While trying to build a large async application, we tried the following:
- Erlang : Painful to maintain because of the syntax and programming paradigm. You might be able to complete your task in less than 50 lines though. It will be fastest and will never fail. If you make Erlang talk to your python code (or any other application), Erlang will kill you.
- Python multiprocessing (and packages based on python) : They are easy to program and maintain, but they tend to become zombie if the python process runs for long intervals.
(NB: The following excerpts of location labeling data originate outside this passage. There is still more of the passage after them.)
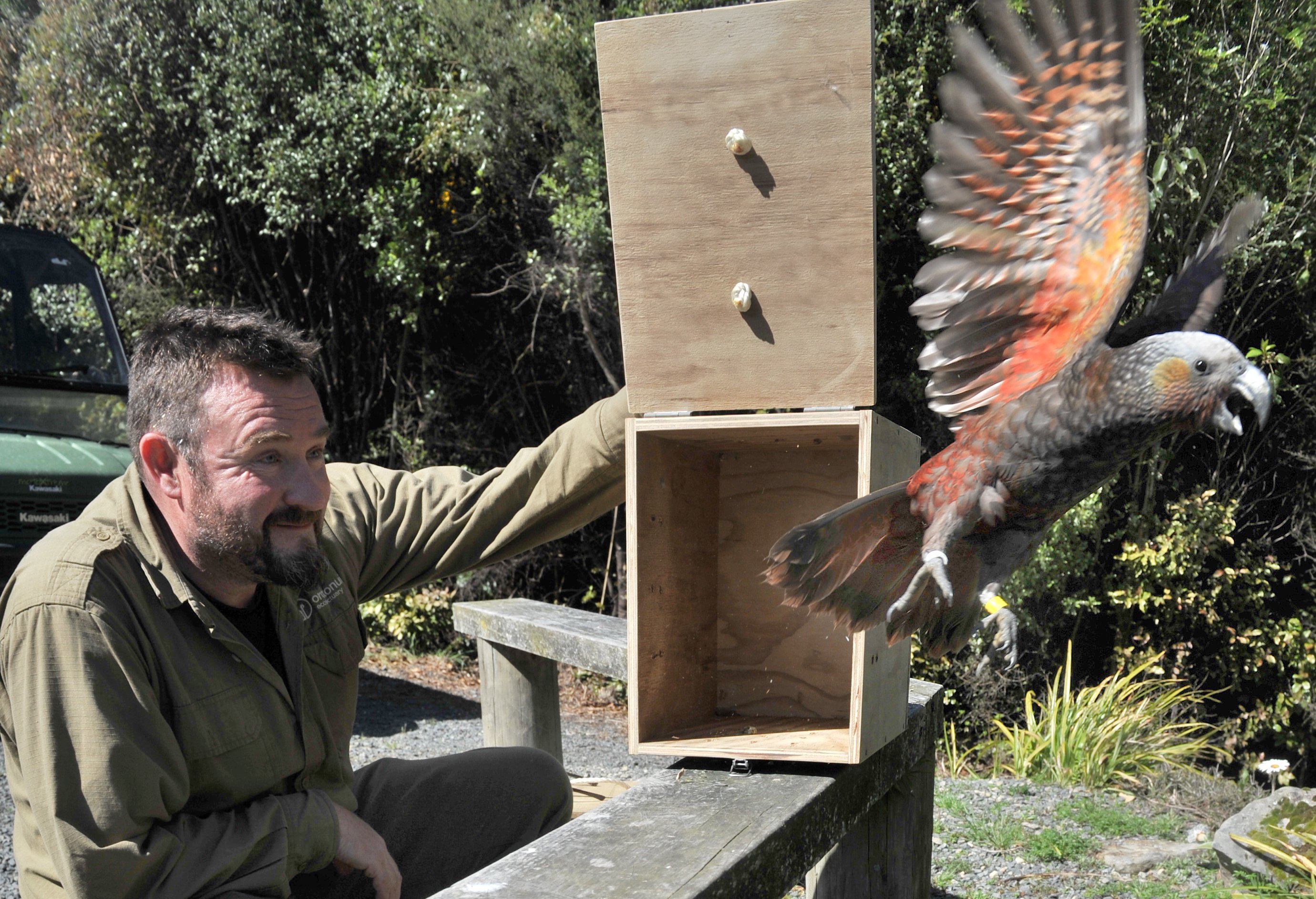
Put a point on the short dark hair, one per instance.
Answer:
(175, 360)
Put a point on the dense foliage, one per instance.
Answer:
(423, 186)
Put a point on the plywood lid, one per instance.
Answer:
(792, 219)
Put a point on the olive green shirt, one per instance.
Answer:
(152, 751)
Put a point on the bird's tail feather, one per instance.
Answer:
(854, 564)
(812, 560)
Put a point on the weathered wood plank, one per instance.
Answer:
(889, 852)
(694, 831)
(587, 640)
(519, 699)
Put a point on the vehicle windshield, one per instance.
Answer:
(102, 418)
(54, 331)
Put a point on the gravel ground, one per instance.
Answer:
(1005, 838)
(994, 839)
(404, 720)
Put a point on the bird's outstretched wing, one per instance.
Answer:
(1190, 298)
(1041, 190)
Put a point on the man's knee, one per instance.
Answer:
(543, 777)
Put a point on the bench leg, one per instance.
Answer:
(889, 852)
(519, 699)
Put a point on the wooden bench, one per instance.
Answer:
(697, 830)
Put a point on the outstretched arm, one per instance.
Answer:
(401, 528)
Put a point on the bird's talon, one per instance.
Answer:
(1005, 643)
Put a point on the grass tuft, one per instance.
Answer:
(999, 832)
(1121, 731)
(1052, 846)
(1114, 822)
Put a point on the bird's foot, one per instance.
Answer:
(1005, 642)
(934, 566)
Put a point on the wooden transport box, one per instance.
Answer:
(718, 665)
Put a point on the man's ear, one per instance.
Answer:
(162, 464)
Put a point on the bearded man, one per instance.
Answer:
(178, 666)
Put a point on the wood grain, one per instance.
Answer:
(671, 536)
(889, 852)
(587, 640)
(519, 698)
(695, 832)
(794, 219)
(889, 455)
(789, 685)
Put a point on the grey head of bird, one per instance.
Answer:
(1190, 379)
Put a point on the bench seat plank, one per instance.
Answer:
(587, 640)
(694, 831)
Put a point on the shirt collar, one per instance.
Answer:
(140, 530)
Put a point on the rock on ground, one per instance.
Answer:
(1281, 807)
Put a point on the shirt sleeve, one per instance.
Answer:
(104, 777)
(401, 528)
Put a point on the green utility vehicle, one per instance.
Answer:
(63, 388)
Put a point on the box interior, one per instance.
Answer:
(726, 669)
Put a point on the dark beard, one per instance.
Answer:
(223, 541)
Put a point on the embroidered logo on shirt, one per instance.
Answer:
(319, 599)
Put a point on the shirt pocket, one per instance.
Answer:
(227, 760)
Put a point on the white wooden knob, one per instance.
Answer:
(743, 298)
(739, 143)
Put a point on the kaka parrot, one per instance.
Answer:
(1043, 195)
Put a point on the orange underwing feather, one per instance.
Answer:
(1043, 196)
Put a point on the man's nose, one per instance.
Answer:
(308, 488)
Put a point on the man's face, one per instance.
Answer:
(258, 482)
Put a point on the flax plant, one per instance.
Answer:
(1124, 728)
(1284, 851)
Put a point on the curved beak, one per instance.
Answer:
(1253, 388)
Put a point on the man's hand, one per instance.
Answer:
(364, 849)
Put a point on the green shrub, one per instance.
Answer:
(418, 620)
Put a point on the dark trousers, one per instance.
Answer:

Long running python codes always have weird Zombie issues, whoever says that they have debugged the memory leak is lying (gunicorn has a setting which makes the worker restart after max-requests has been handled because of similar reasons). The other problem is efficiency.
- Twisted : If you can figure out the documentation, good to go. It should be a good fit if you only want to do some API calls.
- Gevent : Simple and easy to maintain. Benchmarked to be damn good in Cpython or Pure python implementations.
- NodeJS : Simple JS code and good modules available for web requests. One word : "MultiCore"
We ended up using Gevent, Zeromq and NodeJS together. Scaling with zeromq queues across distributed machine/cores is peaceful. Python gives the much needed application logic sanity. NodeJS handles the async web operations (like scraping, api, xmpp etc). It could theoretically scale to as many cores limited by number of sockets and memory available.